There are two versions of this practice – one will wake you at the end, the other lets you drift into sleep. The second version is really helpful if you wake in the middle of the night: pop your headphones on and play it on your phone in bed. You needn’t watch the video once you have learned how to set up your space; just listen to the meditation and drift back to sleep.
What will you need?
You can do Yoga Nidra wearing anything you like, as long as it’s comfortable. You will need to make a peaceful space to do the practice: in bed with your legs propped up as Uma explains; on the floor on top of a duvet with your legs on the couch; or on a yoga mat, well supported by bolsters. Plenty of blankets to keep you warm are a good idea, and if it’s day time, something to cover your eyes can help you rest and relax into the practice.

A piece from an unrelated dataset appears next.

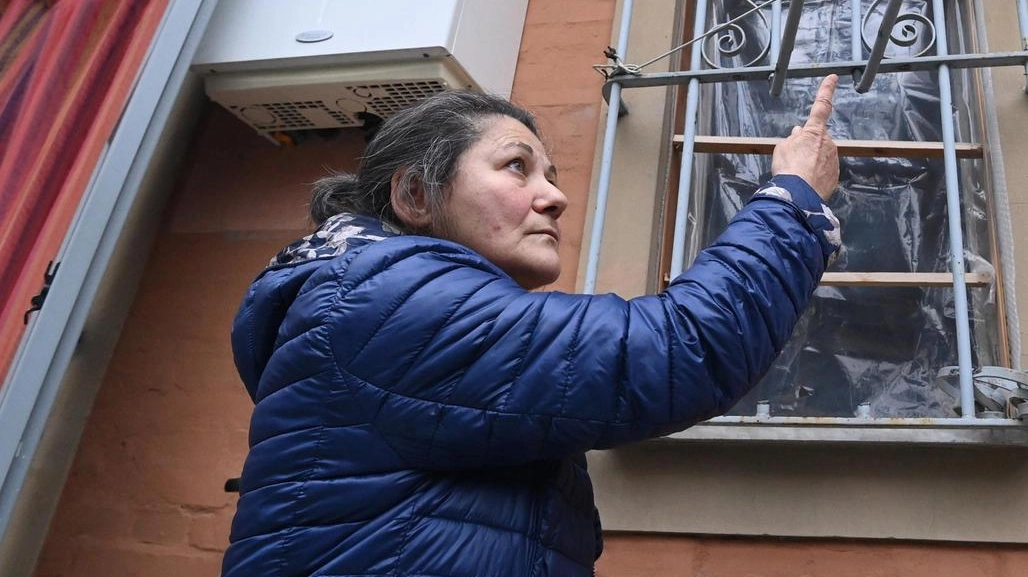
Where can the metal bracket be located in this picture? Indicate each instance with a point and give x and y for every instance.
(998, 391)
(37, 301)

Yoga Nidra: a supercharged catnap
Amazingly, even if you don’t sleep, Yoga Nidra will leave you feeling like you have really rested. Many women who practice the technique regularly say that they come back from their practice feeling fully restored – and according to Yoga Journal, 45 minutes of yogic sleep feels like 3 hours of regular sleep. So if you have had a bad night’s sleep, this 30 minute practice will help to recharge your batteries.
About Uma Dinsmore-Tuli
Uma has 20 years experience of sharing yoga therapy for women’s health, though she started her yoga career aged four, joining her mum watching Yoga for Health on Thames TV. Her career since has been just as intellectually curious and enquiring, spanning different schools of yoga and yoga therapy including Structural Yoga Therapy, Satyananda Yoga and Iyengar Yoga.

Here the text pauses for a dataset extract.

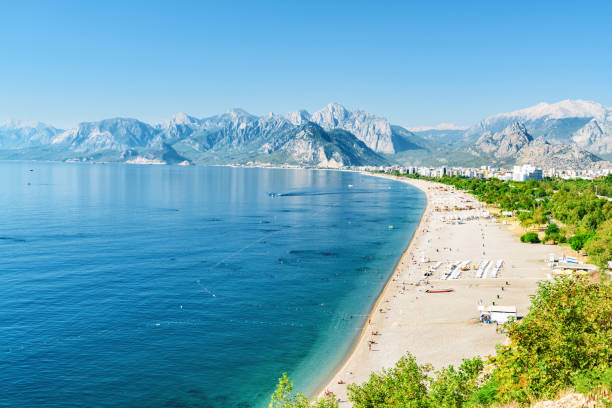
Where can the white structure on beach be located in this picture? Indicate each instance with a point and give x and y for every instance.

Uma gained her Yoga Biomedical Trust Diploma in Yoga Therapy in 1999, and subsequently trained in Structural Yoga Therapy and Ayurvedic Yoga Therapy, and worked as a yoga therapist with special expertise in women’s health. She is a recognised teacher of the British Wheel of Yoga, and is an International Association of Yoga Therapists’ Certified Yoga Therapist (C-IAYT).